A: It’s a CXCR4 chemokine receptor antagonist that mobilizes HSCs from the bone marrow into the peripheral blood.
Q3: What are the major side effects?
A: Diarrhea, nausea, injection site reactions, hypersensitivity, splenic rupture.
Q4: Can Plerixafor be used in patients with leukemia?
A: No, it is contraindicated in patients with leukemia due to the risk of mobilizing leukemic cells.
Q5: What are the key drug interactions?
A: Plerixafor has minimal drug interactions. It is not metabolized by CYP450 enzymes and is not a substrate or inhibitor of P-glycoprotein.
Q6: Can Plerixafor be used during pregnancy or breastfeeding?

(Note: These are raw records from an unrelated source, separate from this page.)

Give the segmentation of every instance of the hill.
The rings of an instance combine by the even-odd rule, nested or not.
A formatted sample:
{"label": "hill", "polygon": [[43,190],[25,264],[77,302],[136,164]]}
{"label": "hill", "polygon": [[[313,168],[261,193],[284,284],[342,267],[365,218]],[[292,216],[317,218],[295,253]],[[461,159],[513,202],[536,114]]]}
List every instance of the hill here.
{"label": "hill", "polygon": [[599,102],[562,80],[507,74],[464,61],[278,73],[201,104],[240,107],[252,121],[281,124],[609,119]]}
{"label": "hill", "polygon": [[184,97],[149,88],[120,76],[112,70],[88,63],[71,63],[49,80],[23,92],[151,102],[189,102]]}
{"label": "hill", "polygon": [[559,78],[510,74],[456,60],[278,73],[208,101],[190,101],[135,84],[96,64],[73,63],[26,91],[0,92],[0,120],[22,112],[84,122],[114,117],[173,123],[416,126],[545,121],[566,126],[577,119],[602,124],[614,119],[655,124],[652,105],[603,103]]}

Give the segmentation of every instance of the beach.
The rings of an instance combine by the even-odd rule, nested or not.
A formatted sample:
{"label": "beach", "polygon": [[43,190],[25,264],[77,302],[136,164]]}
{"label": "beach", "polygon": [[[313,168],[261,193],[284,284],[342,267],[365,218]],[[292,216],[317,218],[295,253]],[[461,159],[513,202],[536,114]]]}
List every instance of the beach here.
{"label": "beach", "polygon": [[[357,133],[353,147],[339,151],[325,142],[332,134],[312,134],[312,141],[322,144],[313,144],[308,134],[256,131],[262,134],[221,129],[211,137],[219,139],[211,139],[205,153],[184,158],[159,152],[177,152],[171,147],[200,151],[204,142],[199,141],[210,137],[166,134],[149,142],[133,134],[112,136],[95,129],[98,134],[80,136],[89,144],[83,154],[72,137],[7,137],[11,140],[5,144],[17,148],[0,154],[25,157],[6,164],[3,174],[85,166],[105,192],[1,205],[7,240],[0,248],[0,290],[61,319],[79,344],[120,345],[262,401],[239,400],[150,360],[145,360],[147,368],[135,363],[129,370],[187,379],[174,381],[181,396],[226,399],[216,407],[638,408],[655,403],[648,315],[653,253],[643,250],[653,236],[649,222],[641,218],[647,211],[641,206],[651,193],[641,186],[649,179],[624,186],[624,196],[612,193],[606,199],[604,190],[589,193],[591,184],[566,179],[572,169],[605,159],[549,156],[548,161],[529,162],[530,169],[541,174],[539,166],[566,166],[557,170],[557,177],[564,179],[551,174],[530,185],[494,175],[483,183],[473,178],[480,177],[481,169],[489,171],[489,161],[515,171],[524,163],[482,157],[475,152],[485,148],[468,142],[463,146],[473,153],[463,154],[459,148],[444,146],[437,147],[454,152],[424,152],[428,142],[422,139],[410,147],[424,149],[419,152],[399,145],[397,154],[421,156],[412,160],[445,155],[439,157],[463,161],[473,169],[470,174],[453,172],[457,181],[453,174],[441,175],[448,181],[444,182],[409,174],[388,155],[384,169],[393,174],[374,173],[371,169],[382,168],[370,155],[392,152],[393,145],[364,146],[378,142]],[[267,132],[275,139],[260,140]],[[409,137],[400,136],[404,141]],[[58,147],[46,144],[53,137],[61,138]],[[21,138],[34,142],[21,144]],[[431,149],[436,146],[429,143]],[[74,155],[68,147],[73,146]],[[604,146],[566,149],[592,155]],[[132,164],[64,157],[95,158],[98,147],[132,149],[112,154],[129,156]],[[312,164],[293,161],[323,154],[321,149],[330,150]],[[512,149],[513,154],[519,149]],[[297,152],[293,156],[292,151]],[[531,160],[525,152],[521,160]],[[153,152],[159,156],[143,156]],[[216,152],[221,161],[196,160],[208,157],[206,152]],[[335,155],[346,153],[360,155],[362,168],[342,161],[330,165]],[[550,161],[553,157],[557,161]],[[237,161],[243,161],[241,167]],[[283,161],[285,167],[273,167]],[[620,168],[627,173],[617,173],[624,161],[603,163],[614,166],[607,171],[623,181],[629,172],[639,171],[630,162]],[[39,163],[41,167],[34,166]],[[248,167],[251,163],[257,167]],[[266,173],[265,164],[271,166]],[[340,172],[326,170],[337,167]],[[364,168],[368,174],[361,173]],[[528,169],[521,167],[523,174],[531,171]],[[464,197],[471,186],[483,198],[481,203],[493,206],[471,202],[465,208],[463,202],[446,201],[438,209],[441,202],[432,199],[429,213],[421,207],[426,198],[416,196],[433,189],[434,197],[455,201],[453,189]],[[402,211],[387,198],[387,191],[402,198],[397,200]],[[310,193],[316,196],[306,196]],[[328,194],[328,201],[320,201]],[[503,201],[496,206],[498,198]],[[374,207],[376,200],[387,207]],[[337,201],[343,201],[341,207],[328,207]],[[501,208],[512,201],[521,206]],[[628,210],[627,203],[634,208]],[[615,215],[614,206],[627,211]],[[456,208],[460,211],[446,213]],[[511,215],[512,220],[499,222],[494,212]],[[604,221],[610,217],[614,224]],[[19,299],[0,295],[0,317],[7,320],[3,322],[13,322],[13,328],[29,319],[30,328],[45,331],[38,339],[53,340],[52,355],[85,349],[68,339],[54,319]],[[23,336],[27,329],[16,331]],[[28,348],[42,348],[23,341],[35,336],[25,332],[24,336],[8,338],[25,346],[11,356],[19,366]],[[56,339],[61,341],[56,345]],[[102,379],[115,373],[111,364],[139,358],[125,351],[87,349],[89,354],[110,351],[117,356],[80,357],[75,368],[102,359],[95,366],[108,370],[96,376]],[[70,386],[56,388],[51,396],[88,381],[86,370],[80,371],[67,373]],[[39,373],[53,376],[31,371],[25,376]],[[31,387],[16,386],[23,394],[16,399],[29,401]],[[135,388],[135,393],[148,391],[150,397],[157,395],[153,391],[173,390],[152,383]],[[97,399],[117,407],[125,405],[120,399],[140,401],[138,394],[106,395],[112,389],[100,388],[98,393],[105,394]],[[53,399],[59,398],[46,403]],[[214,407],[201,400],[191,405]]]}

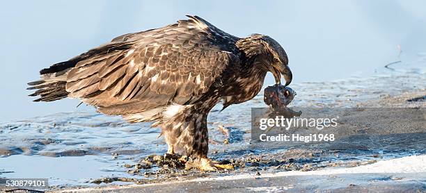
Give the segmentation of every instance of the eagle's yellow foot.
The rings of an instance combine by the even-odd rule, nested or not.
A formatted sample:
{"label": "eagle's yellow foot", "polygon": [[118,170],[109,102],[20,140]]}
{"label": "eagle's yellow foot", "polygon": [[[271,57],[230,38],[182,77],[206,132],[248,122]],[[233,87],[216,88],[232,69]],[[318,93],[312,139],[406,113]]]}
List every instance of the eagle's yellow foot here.
{"label": "eagle's yellow foot", "polygon": [[187,162],[185,165],[186,169],[194,168],[200,171],[214,171],[223,169],[234,169],[234,166],[232,164],[221,164],[209,158],[199,158],[192,162]]}

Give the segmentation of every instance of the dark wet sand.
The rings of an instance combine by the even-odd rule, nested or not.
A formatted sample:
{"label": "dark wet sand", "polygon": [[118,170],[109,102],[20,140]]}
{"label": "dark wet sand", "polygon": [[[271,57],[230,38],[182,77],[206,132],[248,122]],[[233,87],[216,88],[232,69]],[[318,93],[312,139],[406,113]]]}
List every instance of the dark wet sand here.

A: No, it is contraindicated during pregnancy (Category D) and breastfeeding is not recommended.
Q7: What is the role of G-CSF in combination with Plerixafor?
A: G-CSF is given for 4 days prior to starting Plerixafor to enhance HSC mobilization.
Q8: How should Plerixafor be administered?
A: Subcutaneous injection.
Q9: What patient monitoring is required?
A: Monitor for hypersensitivity reactions during and after administration, complete blood counts (CBCs) including platelet counts, signs of splenic enlargement, and renal function (especially in patients with renal impairment).
Q10: What is the maximum daily dose of Plerixafor?
A: 40 mg/day for adults and children. 27 mg/day for patients with creatinine clearance ≤ 50 mL/min.